In the most recent case, the board revoked the right of Joseph M. Browne of Jacksonville, Fla., to use the CFP mark for failing to answer the CFP Board complaint against him in a timely manner. The board complaint charged Browne misrepresented his compensation method as fee-only to clients and prospective clients on the CFP Board’s Find a CFP Professional search tool because he is entitled to receive commissions as compensation for his individual insurance sales and his employer is compensated by commissions from the sale of insurance products.

Browne called the action against him an inquisition, but he adds that the action does not really matter to him and his clients. “I have never gotten a referral from the CFP Find a Professional website. There are more important things the CFP Board should be doing than this,” Browne says.

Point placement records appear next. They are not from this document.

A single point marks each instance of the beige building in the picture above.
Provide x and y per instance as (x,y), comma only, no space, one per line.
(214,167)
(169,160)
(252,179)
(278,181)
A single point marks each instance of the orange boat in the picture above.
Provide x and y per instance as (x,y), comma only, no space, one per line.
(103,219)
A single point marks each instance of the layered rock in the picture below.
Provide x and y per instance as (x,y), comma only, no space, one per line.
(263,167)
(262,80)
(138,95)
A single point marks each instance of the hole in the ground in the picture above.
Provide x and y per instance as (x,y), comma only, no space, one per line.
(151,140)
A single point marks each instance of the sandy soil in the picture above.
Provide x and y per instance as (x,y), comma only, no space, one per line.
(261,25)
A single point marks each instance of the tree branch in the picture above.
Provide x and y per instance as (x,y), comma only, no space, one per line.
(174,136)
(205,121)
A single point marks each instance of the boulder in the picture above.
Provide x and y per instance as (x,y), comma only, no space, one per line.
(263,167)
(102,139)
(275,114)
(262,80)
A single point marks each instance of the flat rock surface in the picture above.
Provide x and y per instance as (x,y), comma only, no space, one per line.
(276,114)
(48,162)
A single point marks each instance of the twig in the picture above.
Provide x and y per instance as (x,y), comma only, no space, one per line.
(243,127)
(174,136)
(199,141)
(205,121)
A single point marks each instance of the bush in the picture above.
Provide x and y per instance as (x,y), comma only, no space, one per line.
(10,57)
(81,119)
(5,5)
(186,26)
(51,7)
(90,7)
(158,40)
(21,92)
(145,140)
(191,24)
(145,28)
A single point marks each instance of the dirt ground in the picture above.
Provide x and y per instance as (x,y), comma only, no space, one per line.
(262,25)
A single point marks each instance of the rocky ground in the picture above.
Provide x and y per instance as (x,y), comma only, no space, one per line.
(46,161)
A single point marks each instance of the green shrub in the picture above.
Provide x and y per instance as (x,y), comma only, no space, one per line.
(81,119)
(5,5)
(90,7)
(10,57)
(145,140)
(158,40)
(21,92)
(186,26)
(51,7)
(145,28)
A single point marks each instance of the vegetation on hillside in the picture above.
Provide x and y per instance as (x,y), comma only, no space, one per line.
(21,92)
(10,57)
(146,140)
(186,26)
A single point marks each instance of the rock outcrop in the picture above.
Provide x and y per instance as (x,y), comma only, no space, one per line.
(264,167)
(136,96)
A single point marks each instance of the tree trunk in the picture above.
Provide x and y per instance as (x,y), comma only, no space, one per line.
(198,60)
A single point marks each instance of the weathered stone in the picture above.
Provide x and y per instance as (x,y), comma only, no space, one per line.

Browne said he was told he could appeal the ruling but he would have to pay a $1,500 fee and would have to travel to Washington in order to do so, which he did not want to do.

The CFP Board does not comment on disciplinary action beyond what is released when the action is taken, says Daniel F. Drummond, CFP Board spokesman. The board reviews information on the Find a CFP Professional webpage to see if there are inconsistencies with public information, Ray Ferrara, chair of the CFP board of directors, said in a notice to CFP professionals a year ago.